As evidence that polling is working fine, here is a memory graph over the same time period:
yacy docker memory graph
There are no issues here. All graphs other than CPU similarly render with no gaps. To me, this is strong evidence that SNMP is not timing out and the docker agent script is running on the host successfully.

I did some troubleshooting on my own and it looks like the docker agent can report CPU usage above 100%. For the docker container above, I allocated 8 CPUs and docker-stats.py reports "cpu": "767.23%". That lines up pretty well with how Linux’s top utility works; I’m not sure if this is a side effect of the platform (Linux) of the host or if the Docker command that docker-stats.py invokes deliberately does this.

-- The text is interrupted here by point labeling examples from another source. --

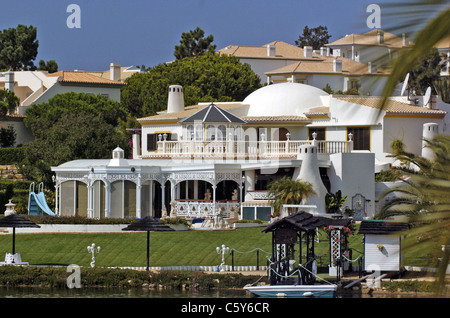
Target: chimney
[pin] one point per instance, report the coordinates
(9, 80)
(271, 50)
(175, 102)
(380, 37)
(307, 51)
(114, 71)
(336, 52)
(324, 51)
(337, 66)
(371, 68)
(405, 41)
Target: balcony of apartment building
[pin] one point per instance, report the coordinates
(231, 149)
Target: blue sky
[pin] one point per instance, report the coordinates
(137, 32)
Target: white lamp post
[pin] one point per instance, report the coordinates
(93, 250)
(224, 250)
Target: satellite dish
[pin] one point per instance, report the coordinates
(405, 84)
(426, 98)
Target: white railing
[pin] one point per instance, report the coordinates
(245, 149)
(206, 209)
(258, 194)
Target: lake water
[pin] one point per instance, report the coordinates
(46, 292)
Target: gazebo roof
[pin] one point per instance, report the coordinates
(304, 221)
(16, 220)
(148, 224)
(382, 227)
(212, 114)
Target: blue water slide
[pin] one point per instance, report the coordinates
(38, 203)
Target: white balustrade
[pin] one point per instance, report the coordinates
(256, 149)
(206, 209)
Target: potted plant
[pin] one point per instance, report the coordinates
(335, 201)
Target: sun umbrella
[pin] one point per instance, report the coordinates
(15, 220)
(148, 224)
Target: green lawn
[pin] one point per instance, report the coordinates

My hypothesis here is that LibreNMS expects the CPU graph to always be between 0 and 100%, but doesn’t account for this behavior and so it discards everything out of that range. It matches what I tend to see, where the graph renders fine when I know the container was mostly idle, but has gaps and disappears when I know it was being used heavily. My guess here is that removing the 100% limit should remove the gaps.

On the Github bug, I was recommended to modify the RRD file, but the syntax is very complicated. Would someone be able to help me with this issue? I don’t like the idea of having to recreate the RRD file every time I add a new docker container, but it would at least allow me to see the graphs in full.

Steps to reproduce:

  1. Set up the docker agent on the host, enable Docker polling in LibreNMS
  2. Install a docker container that uses a lot of CPU, and assign at least 2 cores. The more CPU cores, the easier it is to see the effect. (whisper-asr is great, so is Yacy that I’m using here)
  3. Run the container, ensure LibreNMS is polling Docker, and ensure the container is using a lot of CPU power
  4. Go to the Docker app in LibreNms and observe the CPU graph

I’m using Chrome Version 138.0.7204.97 (Official Build) (64-bit)

./validate.php output:

===========================================
Component | Version
--------- | -------
LibreNMS  | 25.6.0-142-g4ae643f0c (2025-07-09T14:09:29-04:00)
DB Schema | 2025_07_08_111910_change_stp_bridge_max_age_size (351)
PHP       | 8.3.21
Python    | 3.12.9
Database  | MariaDB 11.8.2-MariaDB-ubu2404
RRDTool   | 1.8.0
SNMP      | 5.9.4.pre2
===========================================

[OK]    Composer Version: 2.8.9
[OK]    Dependencies up-to-date.
[OK]    Database Connected
[OK]    Database Schema is current
[OK]    SQL Server meets minimum requirements
[OK]    lower_case_table_names is enabled
[OK]    MySQL engine is optimal
[OK]    Database and column collations are correct
[OK]    Database schema correct
[OK]    MySQL and PHP time match
[OK]    Active pollers found
[OK]    Dispatcher Service not detected
[OK]    Locks are functional
[OK]    Python poller wrapper is polling
[OK]    Redis is unavailable
[OK]    rrdtool version ok
[OK]    Connected to rrdcached

Thanks in advance!

The max CPU % is 100%.

I get that the max CPU is 100%. That’s the problem here. docker-stats.py returns 767.23% and it is breaking the graph.

It seems like it should be simple to remove this restriction (for someone familiar with the system at least) but I don’t want to assume. Unless you mean there are large design requirements for LibreNMS that require max CPU to always be 100% and this is impossible to change. Or maybe there is a strong incentive not to force everyone to recreate their rrd files. If this is the case, could docker-stats.py be changed to always return a value under 100%? Maybe divide by # of allocated CPU cores?

The different behavior between the graphs (0-100%) and docker-stats.py (0 to hundreds of percent) seems like something that should be fixed.

I think that’s the problem here. Seems like the fact that something could consume more that one CPU-core was not respected. So either the script should return the load divided by the number of cores, or the SNMP-backend should deal with values larger than 100%.